VENEZIA IL TURISMO

Lunedì 14 Agosto 2017
A San Samuele, nel sestiere di San Marco, è rimasto solo un negozio di alimentari a presidiare calli e campielli. Si chiama De Rossi. È lì da 15 anni e già la zona antecedentemente si era trasformata. «Mi raccontano che c'erano negozi di vicinato - racconta il titolare - e molte botteghe artigiane. Ora è sparito tutto a favore di piccole gallerie d'arte e negozi di oggetti d'arredamento. Ogni porta è un Bed & breakfast ed anche se qui non ci sono grandi flussi turistici, assistiamo al passaggio di visitatori con i trolley ad ogni ora del giorno».
Aggiunge una signora, personificazione della tipica veneziana esasperata, che brontola ma non vuole esporsi con nome e cognome: «Nel sestiere non si passa più, non si cammina: fiumi di comitive e mai un poliziotto o un vigile a garantire la sicurezza. Anche se li chiami non vengono. San Samuele non esiste più e tutti se ne vanno».
Sembra darle ragione Antonella, che gestisce il chiosco di giornali in campo Santo Stefano: «Anche io, come tanti, ho messo la mia casa in vendita. Non si può più vivere: ho un B&B sopra il mio appartamento, uno sotto, e due a fianco. Anche con tutta la più buona civiltà, ci sono disturbi ad ogni minuto. Un'amica, nella mia stessa situazione, non riesce più a dormire ed è inutile chiedere alle agenzie di non far arrivare i turisti nelle ore notturne. È una molestia continua, che incide sulla vita dei pochi residenti rimasti. Poi ci meravigliamo che se ne vanno; non ce ne andiamo di nostra volontà, siamo praticamente scacciati».

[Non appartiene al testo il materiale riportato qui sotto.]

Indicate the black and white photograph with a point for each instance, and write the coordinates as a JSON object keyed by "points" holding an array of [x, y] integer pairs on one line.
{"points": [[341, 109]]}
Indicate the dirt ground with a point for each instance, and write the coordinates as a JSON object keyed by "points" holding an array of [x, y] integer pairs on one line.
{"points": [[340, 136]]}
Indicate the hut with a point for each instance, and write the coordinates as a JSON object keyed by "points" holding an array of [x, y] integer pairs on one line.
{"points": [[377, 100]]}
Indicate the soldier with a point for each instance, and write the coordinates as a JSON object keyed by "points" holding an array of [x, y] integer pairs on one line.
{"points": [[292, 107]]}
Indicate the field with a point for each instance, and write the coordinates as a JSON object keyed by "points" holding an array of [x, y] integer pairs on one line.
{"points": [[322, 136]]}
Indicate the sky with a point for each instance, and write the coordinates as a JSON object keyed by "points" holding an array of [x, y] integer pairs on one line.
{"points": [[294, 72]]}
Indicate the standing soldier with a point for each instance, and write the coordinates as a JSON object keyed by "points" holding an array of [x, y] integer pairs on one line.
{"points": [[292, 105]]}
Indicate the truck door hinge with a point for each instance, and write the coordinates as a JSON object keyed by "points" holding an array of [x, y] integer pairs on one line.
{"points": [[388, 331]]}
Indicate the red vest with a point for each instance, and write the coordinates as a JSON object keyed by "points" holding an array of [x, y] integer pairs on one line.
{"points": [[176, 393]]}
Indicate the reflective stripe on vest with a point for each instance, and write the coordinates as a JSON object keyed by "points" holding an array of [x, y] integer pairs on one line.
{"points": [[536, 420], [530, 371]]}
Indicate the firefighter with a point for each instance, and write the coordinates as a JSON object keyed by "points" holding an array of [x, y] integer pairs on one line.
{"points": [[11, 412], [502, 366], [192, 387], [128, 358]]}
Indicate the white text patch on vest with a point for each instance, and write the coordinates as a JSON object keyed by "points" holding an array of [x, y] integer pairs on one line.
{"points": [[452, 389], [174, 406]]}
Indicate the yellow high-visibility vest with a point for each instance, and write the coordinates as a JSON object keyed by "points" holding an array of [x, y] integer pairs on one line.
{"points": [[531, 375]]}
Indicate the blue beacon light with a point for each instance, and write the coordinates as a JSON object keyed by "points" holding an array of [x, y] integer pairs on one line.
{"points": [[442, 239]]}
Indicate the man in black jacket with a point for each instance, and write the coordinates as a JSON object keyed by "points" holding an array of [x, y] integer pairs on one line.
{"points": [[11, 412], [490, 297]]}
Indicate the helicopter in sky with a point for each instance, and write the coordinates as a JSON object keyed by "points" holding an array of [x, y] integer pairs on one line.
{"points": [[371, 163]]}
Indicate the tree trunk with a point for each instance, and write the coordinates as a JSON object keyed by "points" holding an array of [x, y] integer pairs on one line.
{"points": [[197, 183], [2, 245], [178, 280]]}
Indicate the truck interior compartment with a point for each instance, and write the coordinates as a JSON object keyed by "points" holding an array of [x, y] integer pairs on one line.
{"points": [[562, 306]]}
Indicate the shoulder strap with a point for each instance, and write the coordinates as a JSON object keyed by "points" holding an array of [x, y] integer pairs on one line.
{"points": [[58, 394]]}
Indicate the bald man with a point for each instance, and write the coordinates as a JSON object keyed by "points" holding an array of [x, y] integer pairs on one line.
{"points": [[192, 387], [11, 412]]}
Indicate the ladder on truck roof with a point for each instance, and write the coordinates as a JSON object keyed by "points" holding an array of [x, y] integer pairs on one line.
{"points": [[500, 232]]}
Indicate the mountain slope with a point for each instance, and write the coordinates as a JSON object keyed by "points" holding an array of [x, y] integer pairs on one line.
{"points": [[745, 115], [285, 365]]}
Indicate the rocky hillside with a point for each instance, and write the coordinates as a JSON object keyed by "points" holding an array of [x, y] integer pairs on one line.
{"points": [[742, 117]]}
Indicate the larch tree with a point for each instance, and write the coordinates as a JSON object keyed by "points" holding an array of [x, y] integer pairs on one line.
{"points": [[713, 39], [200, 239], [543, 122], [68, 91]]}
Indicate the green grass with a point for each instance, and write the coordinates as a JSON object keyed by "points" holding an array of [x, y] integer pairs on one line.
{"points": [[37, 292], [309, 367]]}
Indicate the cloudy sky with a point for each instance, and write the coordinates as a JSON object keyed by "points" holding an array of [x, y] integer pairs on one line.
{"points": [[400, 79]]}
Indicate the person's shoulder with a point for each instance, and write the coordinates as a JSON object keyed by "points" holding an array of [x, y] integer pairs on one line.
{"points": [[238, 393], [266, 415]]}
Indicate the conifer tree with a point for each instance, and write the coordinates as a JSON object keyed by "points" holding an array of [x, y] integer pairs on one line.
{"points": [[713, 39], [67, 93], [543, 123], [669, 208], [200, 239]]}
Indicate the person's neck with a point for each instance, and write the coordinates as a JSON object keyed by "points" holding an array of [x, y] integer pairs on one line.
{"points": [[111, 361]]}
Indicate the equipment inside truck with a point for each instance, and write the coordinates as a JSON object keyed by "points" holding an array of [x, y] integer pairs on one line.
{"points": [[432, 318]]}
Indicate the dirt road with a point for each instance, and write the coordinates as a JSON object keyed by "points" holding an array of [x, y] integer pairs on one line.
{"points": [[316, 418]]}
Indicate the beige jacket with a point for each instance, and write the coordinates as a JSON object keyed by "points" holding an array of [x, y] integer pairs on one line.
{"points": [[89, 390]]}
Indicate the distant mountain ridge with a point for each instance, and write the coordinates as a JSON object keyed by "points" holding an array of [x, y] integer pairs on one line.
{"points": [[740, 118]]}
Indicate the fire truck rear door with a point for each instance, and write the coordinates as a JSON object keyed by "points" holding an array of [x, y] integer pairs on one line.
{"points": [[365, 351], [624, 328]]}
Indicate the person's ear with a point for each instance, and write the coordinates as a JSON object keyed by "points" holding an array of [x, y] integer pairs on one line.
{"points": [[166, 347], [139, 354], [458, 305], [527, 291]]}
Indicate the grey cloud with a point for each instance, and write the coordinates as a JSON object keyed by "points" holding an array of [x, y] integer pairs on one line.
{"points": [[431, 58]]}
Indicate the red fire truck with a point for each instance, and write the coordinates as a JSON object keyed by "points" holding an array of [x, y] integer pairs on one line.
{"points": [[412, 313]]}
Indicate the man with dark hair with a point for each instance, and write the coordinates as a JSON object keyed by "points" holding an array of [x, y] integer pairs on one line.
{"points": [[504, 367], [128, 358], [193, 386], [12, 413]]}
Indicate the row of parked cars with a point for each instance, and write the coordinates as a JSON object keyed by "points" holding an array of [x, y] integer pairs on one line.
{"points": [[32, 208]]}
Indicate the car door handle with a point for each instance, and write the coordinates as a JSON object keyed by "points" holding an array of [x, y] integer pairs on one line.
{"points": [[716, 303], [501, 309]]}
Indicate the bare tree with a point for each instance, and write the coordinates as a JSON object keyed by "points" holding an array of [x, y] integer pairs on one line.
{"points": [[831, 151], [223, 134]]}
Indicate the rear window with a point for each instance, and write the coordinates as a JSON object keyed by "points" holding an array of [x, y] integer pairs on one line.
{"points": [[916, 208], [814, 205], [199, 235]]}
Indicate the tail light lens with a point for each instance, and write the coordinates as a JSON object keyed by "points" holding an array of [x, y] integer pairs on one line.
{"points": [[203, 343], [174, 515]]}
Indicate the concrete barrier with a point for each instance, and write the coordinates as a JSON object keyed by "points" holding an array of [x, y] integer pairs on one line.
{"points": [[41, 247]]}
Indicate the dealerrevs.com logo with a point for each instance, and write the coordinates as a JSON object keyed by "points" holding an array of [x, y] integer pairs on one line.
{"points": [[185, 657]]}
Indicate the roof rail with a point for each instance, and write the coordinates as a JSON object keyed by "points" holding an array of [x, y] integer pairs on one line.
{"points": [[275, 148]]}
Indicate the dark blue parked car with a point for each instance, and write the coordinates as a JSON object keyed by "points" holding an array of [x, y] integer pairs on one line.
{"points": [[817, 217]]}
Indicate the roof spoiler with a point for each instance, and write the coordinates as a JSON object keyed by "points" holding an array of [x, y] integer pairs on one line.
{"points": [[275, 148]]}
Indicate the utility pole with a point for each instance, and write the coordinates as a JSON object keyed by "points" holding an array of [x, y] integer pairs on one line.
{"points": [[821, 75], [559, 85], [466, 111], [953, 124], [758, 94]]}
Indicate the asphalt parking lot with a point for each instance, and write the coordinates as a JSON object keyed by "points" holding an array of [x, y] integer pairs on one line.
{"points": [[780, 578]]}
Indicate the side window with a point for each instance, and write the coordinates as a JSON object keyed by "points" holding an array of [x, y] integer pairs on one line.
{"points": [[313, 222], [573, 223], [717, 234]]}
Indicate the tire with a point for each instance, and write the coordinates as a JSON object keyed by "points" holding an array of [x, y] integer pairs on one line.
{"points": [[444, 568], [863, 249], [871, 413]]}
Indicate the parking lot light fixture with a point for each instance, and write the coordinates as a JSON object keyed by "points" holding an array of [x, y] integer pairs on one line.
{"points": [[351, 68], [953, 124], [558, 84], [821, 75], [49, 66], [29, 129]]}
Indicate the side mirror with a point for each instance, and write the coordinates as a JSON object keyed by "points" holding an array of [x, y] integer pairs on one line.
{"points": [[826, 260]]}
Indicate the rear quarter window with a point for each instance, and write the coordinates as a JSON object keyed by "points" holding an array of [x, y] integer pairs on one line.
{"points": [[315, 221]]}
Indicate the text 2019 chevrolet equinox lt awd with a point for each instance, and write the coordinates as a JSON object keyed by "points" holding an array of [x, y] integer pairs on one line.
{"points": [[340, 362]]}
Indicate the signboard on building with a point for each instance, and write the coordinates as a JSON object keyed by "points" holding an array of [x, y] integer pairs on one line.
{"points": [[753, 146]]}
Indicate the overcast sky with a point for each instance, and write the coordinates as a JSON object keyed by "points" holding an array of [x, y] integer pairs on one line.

Calle del Spezier, strettissima ed unione fra Santo Stefano e campo San Maurizio, direttrice piazza San Marco, rappresenta una strozzatura quasi invalicabile, tappata dal via vai di turisti. Dal lato opposto, il nome calle delle Botteghe sembra irridere, perché di botteghe, secondo un'accezione risalente a non più di 30 anni fa, non c'è più nemmeno l'ombra: ristorantini, rivendita di liquori e vini, mobili antichi ed oggetti darte. Calle della Mandola si salva, con qualche negozio di vicinato, compresa una libreria. La prima parte della calle è tutta in mano ai cinesi, solo verso campo Manin troviamo qualche esercizio veneziano, come il negozio di filati Lellabella, presente nella zona da 19 anni, gestito da mamma Elsa e dalla figlia Monica. «Sembra quasi una strategia pianificata - dicono - distruggiamo Venezia e salviamo e miglioriamo Mestre e terraferma. Anche le grandi navi sono un falso problema: questa mattina alle Zattere hanno attraccato in un'ora 14 lancioni, facendo sbarcare ciascuno 300 turisti. Quello non è moto ondoso?». Verso San Marco, calle dei Fabbri è tutta cinese, mentre calle dei Fuseri lo sta diventando. Poi la Piazza, con i noti problemi di abusivismo, decoro, microcriminalità.
«Oramai di residenti siamo rimasti così in pochi che possiamo chiamarci per nome». Paolo Tagliapietra è nella sua ricevitoria in calle della Bissa. È vissuto e lavora fra campo San Bartolomeo e San Lio, conoscendone ogni pietra. «Negozi di vicinato? Mi sembra di essere rimasto il solo ad offrire un servizio a quei pochi che abitano ancora da queste parti. A San Lio c'erano un'infinità di botteghe. Sono diventate tutte bar e piccole trattorie, oltre che negozietti di cinesi con le chincaglierie. La maggior parte delle trattorie si dotano di affittacamere nei piani superiori e San Lio si è trasformato in un grande B&B, con quasi tutti gli appartamenti ormai ad uso turistico. In questa situazione non è possibile nemmeno pensare ad affitti o a residenza».